Par contre il n’y a pas de modification des paramètres inflammatoires et il y a un retard d’action du bêta² courte durée d’action lors du test d’hyperréactivité bronchique.
Ce travail est très intéressant car il permet de remettre un certain nombre d’idées en place sur les associations entre bêta² longue durée et corticoïdes.
D’abord il est important de noter que la durée de l’étude est courte : 4 semaines.
4 semaines étant le maximum de l’effet des bêta²longue durée d’action avant que l’on observe une désensibilisation des récepteurs avec perte d’efficacité.
Il y a avec cette association une augmentation significative du VEMS mais avec des valeurs comprises entre 2 et 8%, ce qui n’est pas une différence très importante d’autant qu’il n’y a pas d’étude de la réversibilité sous l’action d’un bêta² courte durée d’action. Il faudrait de plus savoir si cet effet se maintient après les 4 semaines.
Il est amusant de constater, que des critiques ont été formulées sur les antileucotriènes parce qu’ils n’amélioraient pas suffisamment le VEMS, avec simplement une augmentation de 10% !! C’est mieux que dans cette étude sur les associations corticoïdes et bêta² !
Cette association thérapeutique ne modifie pas le fond de la maladie car il n’y a aucune amélioration du versant inflammatoire contrairement à ce qui avait été dit d’après des données in vitro. Il n’y a donc pas de « potentialisation anti-inflammatoire » in vivo des corticoïdes par l’adjonction d’un bêta² longue durée.
Enfin, le test à la metacholine confirme une donnée déjà largement publiée : il y a un retard d’action du bêta² courte durée d’action chez les patients sous association corticoïdes + bêta²longue durée : ainsi en cas de crise d’asthme, le patient répond moins bien à son traitement de secours.
On peut donc raisonnablement penser que les associations ne sont pas le traitement parfait de l’asthme.

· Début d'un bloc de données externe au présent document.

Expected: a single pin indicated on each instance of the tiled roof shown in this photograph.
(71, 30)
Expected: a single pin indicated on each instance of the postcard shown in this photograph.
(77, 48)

La prescription d’une association doit être réfléchie en fonction des objectifs thérapeutiques fixés conjointement par le praticien et le patient vis-à-vis d’une affection asthmatique donnée.
Si le problème majeur est l’observance, l’association est intéressante, sinon, la prescription séparée permet de faire varier chaque médicament à la fois dans le temps et dans la posologie avec donc une plus grande souplesse dans l’adaptation thérapeutique. D’autant qu’actuellement les objectifs sont de réduire au maximum les doses de corticoïdes inhalés et il est plus facile de travailler sur des molécules non liées entre elles pour traiter « sur mesure » l’asthme de son patient.
Bref, les associations ne sont pas un traitement révolutionnaire de l’asthme et encore moins une avancée dans la prise en charge étiologique de la maladie puisqu’il n’y a pas de progrès dans la prise en charge de l’inflammation bronchique.